University budgets worldwide are being squeezed by inflation, as these pages have reported. The pinch is clearly being felt worse in Germany, a country long known for its somewhat parsimonious attitude. Peter Sarris, a professor of medieval and Byzantine studies at Cambridge, tweeted (Xed?) that an unnamed German university recently double-paid him some travel expenses. “Accordingly, I repaid the second payment – giving them in £ exactly what I received in £. They are now asking for more to make up for what they have lost in currency fluctuations etc. What a cheek!” he said. Pedantry, of course, knows no borders. But the rules of national stereotyping state that someone must of course top the table and, judging by the joyful responses to Professor Sarris’ post, many were pleased to have their preconceptions about Teutonic tight-fistedness confirmed.

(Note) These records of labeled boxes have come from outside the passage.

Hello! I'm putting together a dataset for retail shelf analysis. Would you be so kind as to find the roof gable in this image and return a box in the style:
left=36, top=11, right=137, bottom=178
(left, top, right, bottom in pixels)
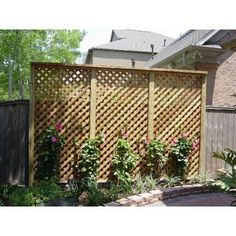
left=92, top=30, right=174, bottom=53
left=146, top=30, right=218, bottom=67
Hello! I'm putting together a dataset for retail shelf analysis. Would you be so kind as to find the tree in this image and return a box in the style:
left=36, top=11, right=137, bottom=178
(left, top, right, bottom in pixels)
left=0, top=30, right=85, bottom=100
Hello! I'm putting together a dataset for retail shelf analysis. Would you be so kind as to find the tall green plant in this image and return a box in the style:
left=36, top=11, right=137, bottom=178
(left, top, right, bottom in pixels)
left=0, top=30, right=85, bottom=100
left=213, top=148, right=236, bottom=190
left=112, top=138, right=138, bottom=185
left=213, top=148, right=236, bottom=173
left=170, top=133, right=198, bottom=179
left=144, top=140, right=167, bottom=177
left=76, top=135, right=102, bottom=188
left=36, top=123, right=64, bottom=179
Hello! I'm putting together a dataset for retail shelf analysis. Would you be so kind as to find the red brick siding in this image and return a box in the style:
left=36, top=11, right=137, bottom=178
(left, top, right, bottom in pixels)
left=212, top=51, right=236, bottom=107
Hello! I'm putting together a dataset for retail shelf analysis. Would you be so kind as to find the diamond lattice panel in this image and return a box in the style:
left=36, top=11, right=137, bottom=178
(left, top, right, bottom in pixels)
left=154, top=73, right=201, bottom=174
left=34, top=66, right=91, bottom=179
left=96, top=70, right=149, bottom=179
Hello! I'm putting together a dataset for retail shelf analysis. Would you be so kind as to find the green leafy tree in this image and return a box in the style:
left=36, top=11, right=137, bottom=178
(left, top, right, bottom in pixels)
left=0, top=30, right=85, bottom=100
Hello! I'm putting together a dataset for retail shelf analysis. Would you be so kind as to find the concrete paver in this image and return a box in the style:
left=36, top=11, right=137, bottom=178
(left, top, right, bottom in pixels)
left=148, top=193, right=235, bottom=206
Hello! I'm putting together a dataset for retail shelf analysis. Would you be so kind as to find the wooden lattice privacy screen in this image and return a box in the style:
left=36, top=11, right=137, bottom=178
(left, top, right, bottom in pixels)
left=29, top=63, right=206, bottom=184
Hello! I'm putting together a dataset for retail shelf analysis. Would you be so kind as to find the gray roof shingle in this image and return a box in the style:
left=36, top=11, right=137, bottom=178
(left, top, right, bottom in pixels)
left=93, top=30, right=174, bottom=53
left=145, top=30, right=217, bottom=67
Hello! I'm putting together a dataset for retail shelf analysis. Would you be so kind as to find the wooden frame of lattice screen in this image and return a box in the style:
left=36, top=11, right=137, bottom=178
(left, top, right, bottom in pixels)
left=29, top=63, right=207, bottom=183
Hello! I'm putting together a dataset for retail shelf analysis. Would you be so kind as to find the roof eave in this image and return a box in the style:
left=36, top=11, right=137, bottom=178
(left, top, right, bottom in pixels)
left=149, top=45, right=225, bottom=68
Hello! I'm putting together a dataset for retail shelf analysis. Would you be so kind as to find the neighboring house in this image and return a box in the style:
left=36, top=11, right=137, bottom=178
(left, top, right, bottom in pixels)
left=85, top=30, right=174, bottom=67
left=145, top=30, right=236, bottom=107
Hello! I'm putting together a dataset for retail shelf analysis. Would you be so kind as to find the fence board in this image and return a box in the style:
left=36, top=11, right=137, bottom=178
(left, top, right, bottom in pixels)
left=206, top=107, right=236, bottom=176
left=0, top=100, right=29, bottom=184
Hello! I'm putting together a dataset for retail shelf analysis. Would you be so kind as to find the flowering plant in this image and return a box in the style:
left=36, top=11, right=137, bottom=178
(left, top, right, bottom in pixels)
left=36, top=123, right=64, bottom=179
left=144, top=137, right=167, bottom=176
left=112, top=134, right=138, bottom=186
left=170, top=133, right=199, bottom=178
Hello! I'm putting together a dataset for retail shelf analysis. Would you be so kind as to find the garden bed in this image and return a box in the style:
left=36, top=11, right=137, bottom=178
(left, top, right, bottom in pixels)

UK universities might have long given up on the idea that politicians should talk up the country’s multibillion-pound success story. But as thousands made their choices about whether to go to university, the country’s lawmakers seem to have been doing their best to question the value of education entirely. Witness Labour leader Sir Keir Starmer, who told The Daily Telegraph: “If I were a student today, I wouldn’t be able to go” due to not being able to afford it. This was despite – as Nick Hillman, the Higher Education Policy Institute director, pointed out – the value of maintenance support when Sir Keir studied law at Leeds in the early 1980s being around half what it is now, in real terms. Not that anyone should care anyway, if you listen to current education secretary Gillian Keegan, who cheerfully told students receiving A-level results that their grades would be irrelevant in 10 years’ time. “After a period of time, they don’t even ask you what you did at university,” she told Sky News. With friends like these…


Proof that one’s time at university can leave a lasting impact came at the University of Adelaide, however. During a restoration of the historic reading room, considered to be one of the most beautiful libraries in Australia, staff uncovered a fleet of paper planes flown by distracted students that had fallen into the nooks and crannies of the building – some more than three decades old, the university announced in a press release. A total of 61 paper planes were retrieved from various locations around the ceiling of the reading room. “They were found on the ledges and windowsills and there was even one lodged vertically in the ceiling plaster, which would have been a tough shot,” said university librarian Siân Woolcock.